I wanted to stay here, never to return home.

I touched him, and he got excited by me or the song playing. I couldn’t tell, but his little noises made it sound like he was trying to sing along. My hand caught my chuckle, keeping the sound low, not wanting to interrupt Trix’s enjoyment of the music.

The tenor picked up, sending shivers down my spine. The master of the song’s pitch dragged me under a spell, hypnotizing my mind and making love to my body. I grew wet, the voice strumming me in the most perfect way, and I found myself drifting from the animal.

I stared at nothing, the room around me becoming a blur. A love story played in my head. A princess was trying to warm the cold heart of a handsome prince and trying to survive the riddles surrounding him.

She would surely fail...

I interrupted my own fantasy, “I love this song. Whose rendition is it? I’ve never heard this one before.”

Trix’s eyes widened, her gaze dragging over me and yesterday’s shirt, disbelieving that I didn’t know. “It’s Mercer, dear.”

My back straightened, my eyes rushing to the music player as if he would magically appear there with a mic in hand, proving her right.

“He was a singer?”

“No. Last year, just before the trip, he finished school to become a doctor. He had so much love to give back then. He wanted to help people, and he was gifted. Born for it.”

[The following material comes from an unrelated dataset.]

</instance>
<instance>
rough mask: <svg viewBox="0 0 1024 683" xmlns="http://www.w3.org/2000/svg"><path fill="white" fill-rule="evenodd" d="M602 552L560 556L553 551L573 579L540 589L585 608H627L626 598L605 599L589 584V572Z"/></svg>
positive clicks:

A doctor...someone who could drug another, knowing the correct dosages without killing them. He’d done it to me, and I’d fumed over him risking my life, but he hadn’t...because he knew exactly what my body could handle.

It was never all that risky to him, too confident in his abilities.

“He sang because he enjoyed it. It broke my heart when he couldn’t anymore. And then, somehow, like his grandfather, art called to him, too.” Trix’s lips curved into a proud smile.

“He was amazing.” At so many things.

“He was...these recordings were from competitions in his teens. He came second on this one. He was robbed.”